Man könnte glatt meinen dass Polizisten auch nur Menschen sind. Sie setzen ihre körperliche und geistige Unversehrtheit aufs spiel um der Gesellschaft zu dienen. Das diese Arbeit ihre spuren hinterlässt sollte ja nicht verwunderlich sein.
Alter... was sind das jetzt für Thesen? Der Polizist kann nichts dafür, dass sie die Mutter gefesselt und die Tochter über den Haufen geschossen haben, der war halt gestresst? Stellst du die Tochter der Gesellschaft gegenüber, braucht sie etwa keinen Schutz? Oder sprichst du ihr etwa Menschlichkeit ab, weil von ihr war es kein Fehler?
Forderst du hier ernsthaft dass der Polizist sich hätte niederstechen lassen sollen?

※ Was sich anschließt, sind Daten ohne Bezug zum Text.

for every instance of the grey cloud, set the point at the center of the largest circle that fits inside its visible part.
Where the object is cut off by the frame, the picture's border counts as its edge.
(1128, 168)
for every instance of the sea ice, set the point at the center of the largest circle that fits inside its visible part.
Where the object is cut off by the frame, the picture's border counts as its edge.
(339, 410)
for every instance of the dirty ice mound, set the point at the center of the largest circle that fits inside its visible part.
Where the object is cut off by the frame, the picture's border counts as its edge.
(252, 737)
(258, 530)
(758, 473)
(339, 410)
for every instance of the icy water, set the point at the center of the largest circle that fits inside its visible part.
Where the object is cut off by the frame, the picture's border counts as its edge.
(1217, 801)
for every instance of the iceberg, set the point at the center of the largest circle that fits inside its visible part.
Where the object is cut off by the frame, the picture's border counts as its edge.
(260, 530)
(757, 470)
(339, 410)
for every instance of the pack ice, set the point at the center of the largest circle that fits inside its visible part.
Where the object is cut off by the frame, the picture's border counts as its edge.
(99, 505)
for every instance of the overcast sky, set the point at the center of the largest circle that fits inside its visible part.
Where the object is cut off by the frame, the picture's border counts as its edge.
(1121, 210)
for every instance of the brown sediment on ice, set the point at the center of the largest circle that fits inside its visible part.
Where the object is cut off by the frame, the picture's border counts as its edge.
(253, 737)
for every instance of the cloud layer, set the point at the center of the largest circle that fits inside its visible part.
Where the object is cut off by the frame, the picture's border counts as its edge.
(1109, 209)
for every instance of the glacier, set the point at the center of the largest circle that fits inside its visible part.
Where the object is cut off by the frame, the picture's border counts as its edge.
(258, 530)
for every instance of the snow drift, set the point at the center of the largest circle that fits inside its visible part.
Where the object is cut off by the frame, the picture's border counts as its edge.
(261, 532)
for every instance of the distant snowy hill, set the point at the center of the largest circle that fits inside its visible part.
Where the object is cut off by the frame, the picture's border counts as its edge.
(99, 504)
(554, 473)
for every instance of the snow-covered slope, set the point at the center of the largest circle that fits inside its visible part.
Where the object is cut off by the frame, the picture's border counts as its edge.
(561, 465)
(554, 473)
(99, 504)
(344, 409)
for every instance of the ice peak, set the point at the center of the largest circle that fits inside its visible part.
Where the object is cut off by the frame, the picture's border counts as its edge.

War der Lack schon abgelaufen? Die komplette Situation war 1) keine Du-oder-Ich und 2) wäre sie vermeidbar gewesen. Planung und Durchführung komplett für den Arsch. Und ich gehe im Glauben an Rechtsstaatlichkeit und Demokratie mal davon aus, dass die Polizei in der Aufarbeitung zum selben Schluss kommt.